Not understanding why you take the last sequences and not the last samples of the sequences

Question

Not understanding why you take the last sequences and not the last samples of the sequences

wolhandlerdeb opened this issue 4 years ago · comments

in dpc/model_3d.py
feature_inf = feature_inf_all[:, N-self.pred_step::, :].contiguous()
N is supposed to be the number of sequences, don't we aim to predict the last samples of each sequence?

Tengda Han · Answer 1 · Fri Mar 13 2020 00:01:59 GMT+0800 (China Standard Time)

No. More than the last.
e.g. if the task is 5pred3, we take 8 steps as input. And this line of code is to store the last 3 steps.

wolhandlerdeb · Answer 2 · Fri Mar 13 2020 00:08:42 GMT+0800 (China Standard Time)

Yes I did understand that.
I meant that N is the number of sequences and SL is the length of the sequence, thus why are you taking the features of the self.pred_step last sequences and not the features of the last steps of all the sequences?
Did I get it right?

Tengda Han · Answer 3 · Fri Mar 13 2020 00:21:07 GMT+0800 (China Standard Time)

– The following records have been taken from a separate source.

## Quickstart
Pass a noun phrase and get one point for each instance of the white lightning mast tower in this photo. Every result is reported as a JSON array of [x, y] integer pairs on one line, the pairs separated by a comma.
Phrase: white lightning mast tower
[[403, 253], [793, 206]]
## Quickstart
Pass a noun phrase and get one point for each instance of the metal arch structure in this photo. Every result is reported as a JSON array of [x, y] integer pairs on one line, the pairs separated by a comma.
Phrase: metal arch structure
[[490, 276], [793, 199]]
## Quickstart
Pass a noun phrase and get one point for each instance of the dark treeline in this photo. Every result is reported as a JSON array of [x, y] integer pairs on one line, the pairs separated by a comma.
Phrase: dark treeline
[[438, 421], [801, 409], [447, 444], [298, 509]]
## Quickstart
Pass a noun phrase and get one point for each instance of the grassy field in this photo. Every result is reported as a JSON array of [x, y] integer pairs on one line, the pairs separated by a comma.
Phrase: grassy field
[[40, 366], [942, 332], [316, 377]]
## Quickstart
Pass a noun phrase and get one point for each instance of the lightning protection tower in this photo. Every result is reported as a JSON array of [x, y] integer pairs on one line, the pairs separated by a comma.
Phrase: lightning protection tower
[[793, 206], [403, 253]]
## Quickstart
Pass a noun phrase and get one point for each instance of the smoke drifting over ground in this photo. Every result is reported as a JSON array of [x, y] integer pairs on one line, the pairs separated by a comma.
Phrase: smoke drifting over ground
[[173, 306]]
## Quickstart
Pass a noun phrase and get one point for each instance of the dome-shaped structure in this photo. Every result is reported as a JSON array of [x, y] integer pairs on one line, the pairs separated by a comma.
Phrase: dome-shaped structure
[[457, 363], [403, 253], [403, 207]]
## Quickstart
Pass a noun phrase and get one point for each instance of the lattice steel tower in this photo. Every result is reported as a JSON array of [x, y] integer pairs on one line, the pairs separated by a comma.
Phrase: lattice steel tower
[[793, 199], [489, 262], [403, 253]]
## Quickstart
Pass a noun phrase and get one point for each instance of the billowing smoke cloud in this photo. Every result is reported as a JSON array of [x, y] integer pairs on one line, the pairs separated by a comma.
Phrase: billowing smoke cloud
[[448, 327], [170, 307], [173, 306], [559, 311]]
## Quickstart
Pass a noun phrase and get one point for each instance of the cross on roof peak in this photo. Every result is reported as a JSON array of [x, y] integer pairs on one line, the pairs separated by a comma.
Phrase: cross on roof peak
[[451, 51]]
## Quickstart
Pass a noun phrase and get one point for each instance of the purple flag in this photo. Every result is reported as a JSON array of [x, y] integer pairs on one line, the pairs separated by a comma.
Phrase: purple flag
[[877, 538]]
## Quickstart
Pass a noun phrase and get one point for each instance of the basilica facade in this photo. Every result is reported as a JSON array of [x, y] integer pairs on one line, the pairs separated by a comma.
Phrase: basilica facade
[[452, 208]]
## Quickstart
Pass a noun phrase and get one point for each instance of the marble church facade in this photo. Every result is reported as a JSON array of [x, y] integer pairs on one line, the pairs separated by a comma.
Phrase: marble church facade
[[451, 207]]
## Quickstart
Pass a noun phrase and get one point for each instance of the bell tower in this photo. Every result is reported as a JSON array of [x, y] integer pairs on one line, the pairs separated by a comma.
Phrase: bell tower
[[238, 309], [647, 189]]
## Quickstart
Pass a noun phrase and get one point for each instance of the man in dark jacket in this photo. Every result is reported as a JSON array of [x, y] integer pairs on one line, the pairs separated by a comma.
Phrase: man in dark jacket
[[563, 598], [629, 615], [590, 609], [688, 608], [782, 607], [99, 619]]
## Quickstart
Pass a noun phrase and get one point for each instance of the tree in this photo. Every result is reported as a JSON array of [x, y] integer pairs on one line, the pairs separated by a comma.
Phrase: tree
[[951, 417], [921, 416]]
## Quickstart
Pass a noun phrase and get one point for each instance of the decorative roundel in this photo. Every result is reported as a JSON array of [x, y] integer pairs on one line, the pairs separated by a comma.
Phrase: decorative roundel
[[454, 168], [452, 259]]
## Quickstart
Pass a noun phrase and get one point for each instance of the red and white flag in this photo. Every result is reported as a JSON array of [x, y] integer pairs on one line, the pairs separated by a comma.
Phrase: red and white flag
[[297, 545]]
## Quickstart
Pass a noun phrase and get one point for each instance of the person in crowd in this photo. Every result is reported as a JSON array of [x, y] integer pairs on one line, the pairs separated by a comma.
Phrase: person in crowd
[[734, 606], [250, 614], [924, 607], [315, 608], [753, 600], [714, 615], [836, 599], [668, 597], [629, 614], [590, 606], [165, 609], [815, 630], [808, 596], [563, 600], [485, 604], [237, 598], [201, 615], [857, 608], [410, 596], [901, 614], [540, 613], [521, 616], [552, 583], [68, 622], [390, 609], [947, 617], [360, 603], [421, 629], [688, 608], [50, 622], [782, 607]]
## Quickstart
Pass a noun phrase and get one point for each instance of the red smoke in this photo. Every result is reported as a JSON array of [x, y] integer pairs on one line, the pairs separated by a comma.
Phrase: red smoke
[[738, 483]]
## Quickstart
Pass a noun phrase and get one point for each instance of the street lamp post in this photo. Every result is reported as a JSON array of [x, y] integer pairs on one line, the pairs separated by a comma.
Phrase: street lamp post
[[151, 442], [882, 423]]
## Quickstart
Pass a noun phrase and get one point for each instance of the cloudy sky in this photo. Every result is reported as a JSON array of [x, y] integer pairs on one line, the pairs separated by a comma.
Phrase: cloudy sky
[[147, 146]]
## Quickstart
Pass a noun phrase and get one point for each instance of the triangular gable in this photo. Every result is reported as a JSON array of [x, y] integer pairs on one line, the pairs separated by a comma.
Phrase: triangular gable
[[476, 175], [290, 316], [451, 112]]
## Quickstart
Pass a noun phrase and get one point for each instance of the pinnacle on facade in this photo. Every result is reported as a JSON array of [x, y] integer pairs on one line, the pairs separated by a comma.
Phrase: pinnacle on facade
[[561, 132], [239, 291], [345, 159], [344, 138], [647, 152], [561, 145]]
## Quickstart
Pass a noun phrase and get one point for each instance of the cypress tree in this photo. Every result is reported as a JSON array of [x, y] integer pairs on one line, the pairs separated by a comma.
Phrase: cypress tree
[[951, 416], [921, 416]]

If I understand correctly this probably helps:
The pipeline is,
input video: [B, N, 3, SL, 128, 128], e.g. [16,8,3,5,128,128]
extract feature z for all B*N samples, get [B,N,C,H,W], e.g. [16,8,256,4,4]
Up to now, we have 16 videos, and have feature map for 8 time steps.
Then we do the 5pred3 or 4pred4 task based on these features.
So we use the first part of them to predict the last part of them (on temporal axis).
Does this clarify your question?

wolhandlerdeb · Answer 4 · Fri Mar 13 2020 00:29:57 GMT+0800 (China Standard Time)

I think I understand. Thanks a lot